Transformative technologies raise new questions for age-old institutions like the legal system. As robots move out of the confines of factories and into our homes and public places, do we need to revisit our laws?

With the rise of robotics we are presented with a entirely new class of technology. Robots combine the torrent of data coursing through our information networks with the ability to perform actions in the physical world, they're set to become the arms and legs of the Internet. As the development of self-learning systems progresses, robots increasingly display emergent behavior: performing tasks that weren't programmed into the machine in the design phase. And since robots are build to mimic human behavior, not necessarily in their outward appearance but in that they respond and communicate, people have a tendency to attach social value to them.

Ryan Calo, assistant professor of Law at the University of Washington, identifies these particular characteristics of robotic systems in his paper Robotics and the Lessons of Cyberlaw and poses the question whether the legal system is sufficiently prepared to deal with the next iteration of science fiction becoming real.

To get a handle on the question, Calo examines the previous time institutions had to scramble to catch up with technological reality: the emergence of the internet.

Cyberlaw
The internet does not recognize borders, at least, that was the catchphrase during the early days of the commercial internet. The law, on the contrary, attributes much weight to borders as every jurisdiction has its own legal code. This led to a host of court cases treading on unfamiliar ground. Calo recalls the case Yahoo! Inc. v. La Ligue Contre Racisme et L’antisemitisme. The League sued Yahoo! for selling nazi paraphernalia in France where it is forbidden and the question for the courts was whether a company operating in America – where such behavior is protected under the First Amendment – could be forced to comply with French law.

These and many other legal questions that arose from the popularization of the internet had to be sorted out case by case, academic paper by academic paper. But after some twenty years this “led more or less directly to a specific legal discourse we know collectively by the name cyberlaw. […] Even unsettled questions begin to take on a more mature and formal structure,” Calo writes.

Robotics, the next challenge
If and when robotics makes it long awaited entry into our daily lives, it will be the next technology giving rise to legal disputes that previously had not existed. The three characteristics Calo identified - embodiment, emergence and social meaning – will lie at the heart of these novel legal cases.

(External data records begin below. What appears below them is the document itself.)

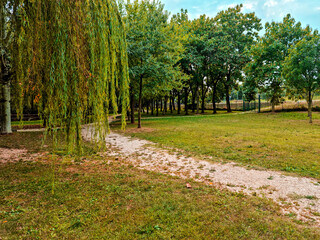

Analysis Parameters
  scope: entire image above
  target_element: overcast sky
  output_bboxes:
[160,0,319,31]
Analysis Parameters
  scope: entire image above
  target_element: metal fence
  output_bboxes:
[206,99,320,112]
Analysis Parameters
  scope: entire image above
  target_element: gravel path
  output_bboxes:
[82,125,320,225]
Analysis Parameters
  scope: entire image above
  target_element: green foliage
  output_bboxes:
[283,34,320,100]
[244,14,309,107]
[123,0,185,126]
[9,0,129,153]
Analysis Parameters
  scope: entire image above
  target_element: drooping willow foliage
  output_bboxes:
[13,0,129,153]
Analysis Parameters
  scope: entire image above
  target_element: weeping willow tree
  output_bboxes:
[8,0,129,152]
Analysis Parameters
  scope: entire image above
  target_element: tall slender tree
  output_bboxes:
[283,33,320,123]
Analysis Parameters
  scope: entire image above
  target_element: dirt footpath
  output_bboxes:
[82,125,320,225]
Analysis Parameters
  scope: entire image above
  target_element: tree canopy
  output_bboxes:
[1,0,130,152]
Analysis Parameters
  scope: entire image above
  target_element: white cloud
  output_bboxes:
[264,0,278,8]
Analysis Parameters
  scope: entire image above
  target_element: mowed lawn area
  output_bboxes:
[116,112,320,179]
[1,132,320,239]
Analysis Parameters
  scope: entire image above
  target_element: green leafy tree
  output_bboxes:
[2,0,129,152]
[283,33,320,123]
[244,14,309,111]
[214,4,262,112]
[124,0,183,128]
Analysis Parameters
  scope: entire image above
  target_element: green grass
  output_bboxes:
[137,109,229,119]
[11,120,43,126]
[1,132,320,239]
[114,112,320,179]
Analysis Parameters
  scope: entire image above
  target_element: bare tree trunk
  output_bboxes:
[0,79,12,134]
[308,91,313,123]
[170,91,173,113]
[156,100,159,116]
[177,90,181,114]
[151,100,154,115]
[225,73,232,113]
[191,90,196,113]
[184,87,189,115]
[271,102,275,113]
[164,96,168,115]
[138,76,143,128]
[196,90,200,114]
[225,83,231,113]
[212,83,217,114]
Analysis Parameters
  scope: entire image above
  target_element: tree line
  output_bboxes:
[121,1,319,126]
[0,0,319,144]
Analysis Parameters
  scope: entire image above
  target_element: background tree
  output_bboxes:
[283,33,320,123]
[244,14,309,112]
[124,0,184,128]
[214,4,262,112]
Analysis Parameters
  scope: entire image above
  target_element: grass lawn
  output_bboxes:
[137,109,230,118]
[1,132,320,239]
[114,112,320,179]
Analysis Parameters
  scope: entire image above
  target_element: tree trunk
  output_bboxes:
[172,91,176,111]
[196,90,200,114]
[184,87,189,115]
[201,79,205,114]
[308,91,313,123]
[151,100,154,115]
[138,76,143,128]
[271,102,275,113]
[156,100,159,116]
[177,91,181,114]
[0,80,12,134]
[212,83,217,114]
[127,110,131,121]
[191,90,196,113]
[170,92,173,113]
[130,91,135,124]
[164,96,168,115]
[201,94,205,114]
[160,98,163,112]
[225,83,231,113]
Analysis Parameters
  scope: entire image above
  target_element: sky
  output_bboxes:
[160,0,320,31]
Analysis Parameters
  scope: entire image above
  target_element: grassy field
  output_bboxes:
[114,112,320,179]
[1,132,320,239]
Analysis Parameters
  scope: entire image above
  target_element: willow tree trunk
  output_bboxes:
[308,91,313,123]
[138,76,143,128]
[0,80,12,134]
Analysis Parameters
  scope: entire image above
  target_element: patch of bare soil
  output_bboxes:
[82,125,320,226]
[0,148,39,163]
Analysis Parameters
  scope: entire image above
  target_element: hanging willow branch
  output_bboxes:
[12,0,129,153]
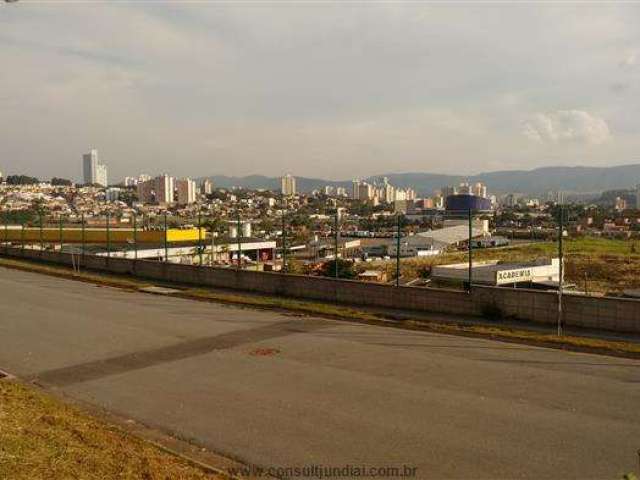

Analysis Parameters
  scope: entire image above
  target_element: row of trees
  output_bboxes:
[1,175,73,186]
[4,175,40,185]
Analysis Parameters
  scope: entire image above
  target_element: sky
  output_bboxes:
[0,1,639,183]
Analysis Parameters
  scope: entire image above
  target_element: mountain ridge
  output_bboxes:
[199,164,640,196]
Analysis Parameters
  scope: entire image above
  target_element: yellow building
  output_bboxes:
[0,227,207,245]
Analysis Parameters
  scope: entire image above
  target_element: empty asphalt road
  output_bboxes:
[0,267,639,479]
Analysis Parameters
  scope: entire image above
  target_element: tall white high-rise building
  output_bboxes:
[358,182,374,201]
[458,182,471,195]
[473,182,488,198]
[201,179,213,195]
[383,183,395,203]
[636,184,640,209]
[281,174,296,196]
[82,149,108,186]
[351,180,360,200]
[176,178,197,205]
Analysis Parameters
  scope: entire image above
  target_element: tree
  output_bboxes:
[317,258,356,279]
[286,259,307,275]
[51,177,73,186]
[6,175,39,185]
[1,209,36,225]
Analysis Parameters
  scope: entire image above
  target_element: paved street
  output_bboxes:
[0,267,639,479]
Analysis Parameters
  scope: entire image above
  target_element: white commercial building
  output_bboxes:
[281,174,296,196]
[432,258,560,287]
[386,236,441,258]
[82,149,108,186]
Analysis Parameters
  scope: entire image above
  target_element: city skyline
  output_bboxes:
[1,2,640,181]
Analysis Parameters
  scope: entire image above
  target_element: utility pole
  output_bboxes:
[396,213,401,287]
[468,209,473,292]
[558,201,564,336]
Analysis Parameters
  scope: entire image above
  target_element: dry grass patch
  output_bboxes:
[0,381,221,480]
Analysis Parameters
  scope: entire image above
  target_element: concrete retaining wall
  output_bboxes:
[2,247,639,334]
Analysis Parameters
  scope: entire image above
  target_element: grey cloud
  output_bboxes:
[1,1,640,181]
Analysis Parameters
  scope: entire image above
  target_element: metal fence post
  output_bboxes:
[237,212,242,270]
[334,211,339,279]
[59,215,63,252]
[106,213,111,259]
[558,203,564,336]
[142,212,146,251]
[396,214,401,287]
[282,211,287,273]
[210,223,215,267]
[198,210,203,267]
[39,212,44,252]
[21,222,25,255]
[133,213,138,262]
[3,213,8,255]
[164,212,168,262]
[81,213,86,265]
[468,209,473,292]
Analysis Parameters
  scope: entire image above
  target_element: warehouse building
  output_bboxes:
[431,258,560,288]
[81,238,276,266]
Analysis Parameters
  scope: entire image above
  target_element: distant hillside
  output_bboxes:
[200,164,640,196]
[200,175,352,193]
[472,165,640,194]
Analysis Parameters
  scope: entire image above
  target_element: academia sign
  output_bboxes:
[496,268,533,285]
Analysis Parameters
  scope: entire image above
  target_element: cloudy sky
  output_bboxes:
[1,1,639,182]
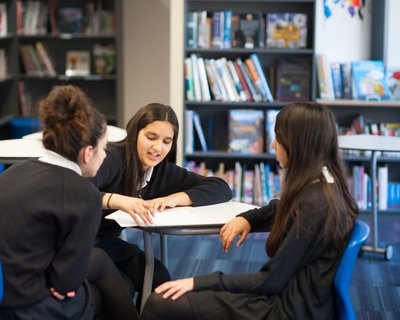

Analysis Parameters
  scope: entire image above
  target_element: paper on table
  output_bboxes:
[105,201,258,227]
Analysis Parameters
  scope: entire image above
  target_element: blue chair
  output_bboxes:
[334,220,370,320]
[0,262,3,302]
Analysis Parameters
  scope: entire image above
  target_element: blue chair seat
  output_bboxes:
[334,219,370,320]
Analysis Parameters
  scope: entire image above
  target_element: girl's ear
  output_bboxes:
[81,145,94,164]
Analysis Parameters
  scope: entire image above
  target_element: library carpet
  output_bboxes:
[125,213,400,319]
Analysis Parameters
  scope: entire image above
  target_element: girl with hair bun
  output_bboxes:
[0,85,138,320]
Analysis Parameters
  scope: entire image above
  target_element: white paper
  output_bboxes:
[105,201,258,227]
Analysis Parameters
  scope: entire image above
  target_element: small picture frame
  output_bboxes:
[65,50,90,76]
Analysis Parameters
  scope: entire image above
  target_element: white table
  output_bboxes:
[0,125,127,164]
[106,201,258,312]
[338,134,400,260]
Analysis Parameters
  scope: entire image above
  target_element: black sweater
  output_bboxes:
[0,160,102,308]
[192,182,349,320]
[90,144,233,238]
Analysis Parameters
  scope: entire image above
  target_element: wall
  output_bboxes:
[315,0,373,63]
[121,0,170,126]
[386,0,400,67]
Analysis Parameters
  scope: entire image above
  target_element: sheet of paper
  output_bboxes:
[105,201,258,227]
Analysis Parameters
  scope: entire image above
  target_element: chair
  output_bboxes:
[0,262,3,302]
[334,220,370,320]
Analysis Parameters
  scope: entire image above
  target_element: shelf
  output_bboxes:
[186,48,314,55]
[186,151,276,160]
[18,34,116,41]
[318,99,400,108]
[185,101,289,108]
[18,75,116,81]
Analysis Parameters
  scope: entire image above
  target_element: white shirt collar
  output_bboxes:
[322,166,334,183]
[39,149,82,175]
[139,166,154,189]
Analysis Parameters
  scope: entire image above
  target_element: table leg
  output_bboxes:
[160,234,168,267]
[361,150,393,260]
[141,230,154,313]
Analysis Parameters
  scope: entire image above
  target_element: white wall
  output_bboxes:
[386,0,400,67]
[121,0,170,126]
[315,0,373,63]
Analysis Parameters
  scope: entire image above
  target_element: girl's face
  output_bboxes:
[271,138,288,168]
[137,120,174,170]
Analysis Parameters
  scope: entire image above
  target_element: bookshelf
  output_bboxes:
[0,0,121,138]
[182,0,316,204]
[181,0,400,213]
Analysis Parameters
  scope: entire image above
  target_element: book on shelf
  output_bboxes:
[192,111,208,152]
[190,54,202,101]
[330,62,343,99]
[211,11,222,49]
[230,13,242,48]
[65,50,90,76]
[0,49,6,78]
[246,54,274,102]
[93,44,116,75]
[0,3,7,36]
[265,109,279,154]
[266,13,307,49]
[223,10,232,49]
[185,57,195,101]
[316,54,335,100]
[186,11,198,48]
[228,109,264,154]
[351,60,391,101]
[387,67,400,100]
[196,56,212,101]
[275,59,311,101]
[197,10,208,49]
[58,7,84,34]
[17,80,32,117]
[340,62,352,99]
[185,110,194,154]
[35,42,56,76]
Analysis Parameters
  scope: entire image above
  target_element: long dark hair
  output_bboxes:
[266,102,358,257]
[38,85,106,162]
[115,103,179,196]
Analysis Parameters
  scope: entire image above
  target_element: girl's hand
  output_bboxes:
[50,287,76,300]
[154,278,194,300]
[220,217,251,252]
[148,192,192,211]
[111,194,155,225]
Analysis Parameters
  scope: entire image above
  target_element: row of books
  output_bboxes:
[19,42,116,77]
[185,54,273,103]
[187,11,307,50]
[16,0,114,35]
[185,161,283,206]
[351,165,400,210]
[185,109,279,154]
[317,54,398,101]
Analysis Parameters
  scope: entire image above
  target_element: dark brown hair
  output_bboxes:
[38,85,106,162]
[115,103,179,196]
[267,102,358,256]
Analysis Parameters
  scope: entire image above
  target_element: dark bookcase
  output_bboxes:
[0,0,121,138]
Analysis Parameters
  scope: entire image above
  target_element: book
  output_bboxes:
[65,50,90,76]
[93,44,116,75]
[228,109,264,154]
[186,11,198,48]
[265,109,279,154]
[35,42,56,76]
[0,48,6,78]
[330,62,343,99]
[340,62,352,99]
[351,60,391,101]
[266,13,307,48]
[185,110,194,154]
[316,54,335,100]
[192,111,208,152]
[0,3,7,36]
[58,7,84,34]
[275,59,311,101]
[250,54,274,102]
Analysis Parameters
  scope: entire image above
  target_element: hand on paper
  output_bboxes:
[154,278,194,300]
[112,194,155,225]
[220,216,251,252]
[50,287,76,300]
[148,192,192,211]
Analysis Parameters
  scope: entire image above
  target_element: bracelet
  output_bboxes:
[107,193,114,209]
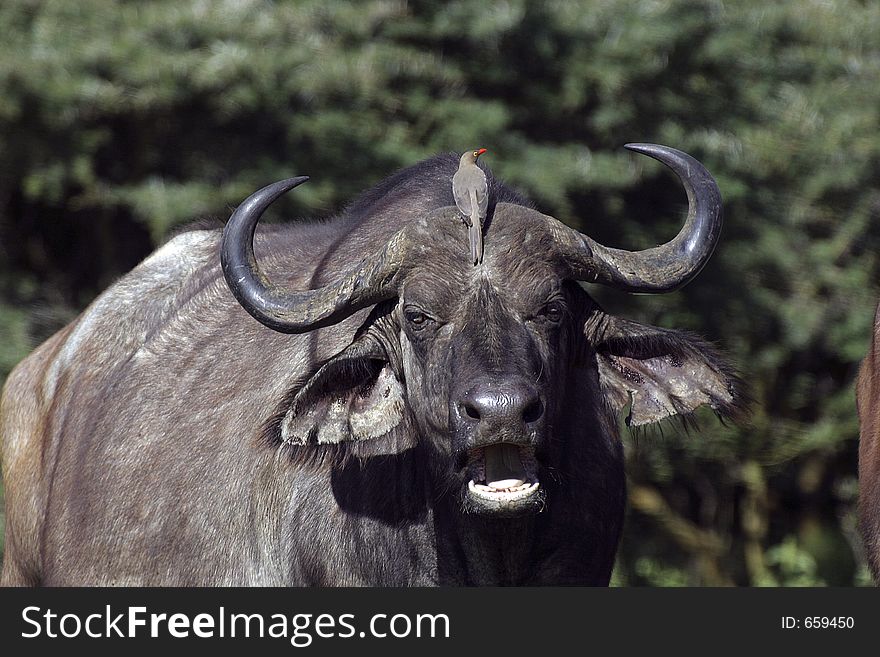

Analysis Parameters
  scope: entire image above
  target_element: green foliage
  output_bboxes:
[762,537,824,587]
[0,304,29,379]
[1,0,878,584]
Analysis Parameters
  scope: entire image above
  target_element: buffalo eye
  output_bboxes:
[534,300,565,324]
[404,307,434,331]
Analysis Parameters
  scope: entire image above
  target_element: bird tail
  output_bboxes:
[469,210,483,265]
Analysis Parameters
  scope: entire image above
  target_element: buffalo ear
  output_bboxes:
[588,313,744,427]
[273,334,411,453]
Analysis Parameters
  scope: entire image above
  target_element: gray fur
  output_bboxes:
[0,154,744,586]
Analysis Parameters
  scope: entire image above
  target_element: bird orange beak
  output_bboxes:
[477,148,487,156]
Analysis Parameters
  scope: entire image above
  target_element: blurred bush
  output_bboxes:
[1,0,878,584]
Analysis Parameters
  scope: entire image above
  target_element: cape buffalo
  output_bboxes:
[1,144,744,586]
[857,302,880,581]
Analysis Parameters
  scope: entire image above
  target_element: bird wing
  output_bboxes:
[474,173,488,218]
[453,165,488,219]
[452,169,474,217]
[468,188,481,223]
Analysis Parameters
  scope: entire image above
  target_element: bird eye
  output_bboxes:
[473,151,479,157]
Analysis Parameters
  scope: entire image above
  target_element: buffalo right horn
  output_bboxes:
[221,177,410,333]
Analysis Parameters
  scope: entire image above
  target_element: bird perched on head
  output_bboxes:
[452,148,489,265]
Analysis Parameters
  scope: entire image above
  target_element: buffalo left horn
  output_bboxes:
[550,143,723,293]
[221,177,410,333]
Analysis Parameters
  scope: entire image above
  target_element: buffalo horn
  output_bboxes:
[221,177,409,333]
[552,143,723,293]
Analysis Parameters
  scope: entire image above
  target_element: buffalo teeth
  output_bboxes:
[468,480,540,500]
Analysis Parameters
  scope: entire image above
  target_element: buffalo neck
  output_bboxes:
[432,502,538,585]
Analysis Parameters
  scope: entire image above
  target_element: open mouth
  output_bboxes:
[465,443,542,514]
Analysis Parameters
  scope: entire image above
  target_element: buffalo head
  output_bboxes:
[221,144,742,518]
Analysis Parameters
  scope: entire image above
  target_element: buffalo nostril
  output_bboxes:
[463,403,481,421]
[522,399,544,424]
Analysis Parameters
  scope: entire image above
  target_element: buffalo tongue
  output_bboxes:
[484,444,527,490]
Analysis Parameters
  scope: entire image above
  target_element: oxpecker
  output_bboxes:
[452,148,488,265]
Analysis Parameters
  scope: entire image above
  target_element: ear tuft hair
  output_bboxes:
[590,313,749,430]
[261,348,415,468]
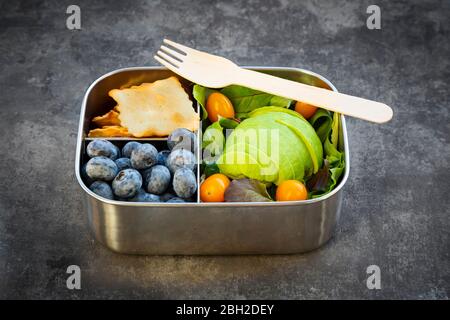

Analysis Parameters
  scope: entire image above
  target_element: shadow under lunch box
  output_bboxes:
[75,66,350,255]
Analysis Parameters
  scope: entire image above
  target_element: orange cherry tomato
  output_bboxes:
[295,101,318,119]
[276,180,308,201]
[206,92,235,122]
[200,173,231,202]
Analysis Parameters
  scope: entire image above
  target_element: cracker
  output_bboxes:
[92,110,121,127]
[88,126,132,137]
[109,76,199,137]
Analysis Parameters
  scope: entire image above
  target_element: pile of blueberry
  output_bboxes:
[81,128,197,203]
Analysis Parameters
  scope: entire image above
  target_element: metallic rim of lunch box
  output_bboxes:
[75,66,350,207]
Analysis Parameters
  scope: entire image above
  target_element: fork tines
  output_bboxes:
[154,39,188,70]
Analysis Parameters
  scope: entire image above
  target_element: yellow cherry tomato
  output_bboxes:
[276,180,308,201]
[295,101,318,119]
[206,92,235,122]
[200,173,231,202]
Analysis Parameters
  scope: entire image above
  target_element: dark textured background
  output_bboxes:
[0,0,448,299]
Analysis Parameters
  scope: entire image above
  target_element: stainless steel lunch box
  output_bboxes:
[75,67,350,255]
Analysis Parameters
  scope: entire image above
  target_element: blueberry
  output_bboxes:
[172,142,198,155]
[128,188,161,202]
[85,156,119,181]
[168,128,197,153]
[112,169,142,198]
[86,139,119,160]
[115,157,132,171]
[114,145,121,158]
[157,150,171,166]
[166,197,185,203]
[130,143,158,170]
[160,192,176,202]
[122,141,141,158]
[172,168,197,199]
[81,162,94,185]
[89,181,114,200]
[143,165,171,195]
[140,167,152,181]
[166,149,196,174]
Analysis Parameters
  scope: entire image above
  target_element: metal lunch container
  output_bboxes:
[75,67,350,255]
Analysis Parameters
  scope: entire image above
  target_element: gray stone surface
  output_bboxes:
[0,0,448,299]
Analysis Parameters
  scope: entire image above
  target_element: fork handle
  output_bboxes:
[235,68,393,123]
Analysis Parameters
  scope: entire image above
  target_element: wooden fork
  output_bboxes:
[154,39,393,123]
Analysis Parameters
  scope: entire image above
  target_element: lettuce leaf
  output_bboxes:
[318,138,345,196]
[307,113,345,198]
[218,116,239,129]
[220,85,292,115]
[331,112,340,148]
[193,84,216,120]
[247,105,305,119]
[309,109,332,143]
[307,159,331,193]
[202,121,225,164]
[192,84,292,120]
[224,178,273,202]
[275,119,320,174]
[203,163,220,178]
[217,107,323,185]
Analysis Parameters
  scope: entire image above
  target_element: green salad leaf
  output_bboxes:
[309,109,332,143]
[325,138,345,192]
[193,84,292,120]
[202,121,225,164]
[193,84,216,120]
[220,85,292,116]
[203,163,220,178]
[224,178,273,202]
[275,119,320,173]
[307,112,345,198]
[247,105,304,119]
[331,112,340,148]
[217,107,323,185]
[218,116,240,129]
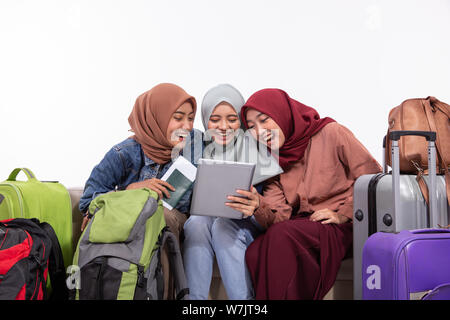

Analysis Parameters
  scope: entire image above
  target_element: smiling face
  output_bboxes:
[245,108,285,150]
[207,102,241,145]
[166,102,195,148]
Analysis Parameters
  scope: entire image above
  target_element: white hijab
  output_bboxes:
[201,84,283,185]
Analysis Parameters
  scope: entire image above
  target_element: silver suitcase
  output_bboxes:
[353,131,449,300]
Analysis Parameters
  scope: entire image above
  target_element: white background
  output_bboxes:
[1,0,449,188]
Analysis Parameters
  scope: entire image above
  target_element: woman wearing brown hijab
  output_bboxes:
[232,88,382,300]
[78,83,203,298]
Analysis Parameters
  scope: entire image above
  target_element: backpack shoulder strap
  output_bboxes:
[159,230,189,300]
[38,221,69,300]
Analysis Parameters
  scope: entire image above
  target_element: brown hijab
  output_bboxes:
[128,83,197,164]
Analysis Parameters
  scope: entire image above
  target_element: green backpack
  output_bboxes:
[70,188,189,300]
[0,168,73,269]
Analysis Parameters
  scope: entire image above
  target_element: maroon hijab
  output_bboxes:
[240,89,335,169]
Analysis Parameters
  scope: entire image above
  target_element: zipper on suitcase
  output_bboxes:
[368,173,387,236]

Take emergence for instance. To have a self-learning robot perform tasks in ways that were not intended or predicted is the very goal of the design. If the owner of a self-learning robot would send it out on an errand and it would hurt someone in the process, who's to blame? Calo writes: “Criminal law would look to the state of mind of the defendant: did he intend, know, or at least have reason to know his robot would hurt the victim or break the law? Tort law would look to foreseeability: should the defendant have appreciated the risk of harm and its magnitude, or “fairly foreseen” the activity as a part of the robot’s assignment? This category of hypothetical presents, at base, the prospect of a victim who suffers a non-natural harm but no perpetrator to whom the law can attribute this harm.”

Does the legal system need to adapt?
Calo concludes the proliferation of robots would call for the creation of a dedicated field within the legal system just as cyberlaw became a distinct discipline. But robotlaw does not have to start from scratch. In the two decades it took the carve out cyberlaw much has been learned about adapting the legal system to an emerging technology.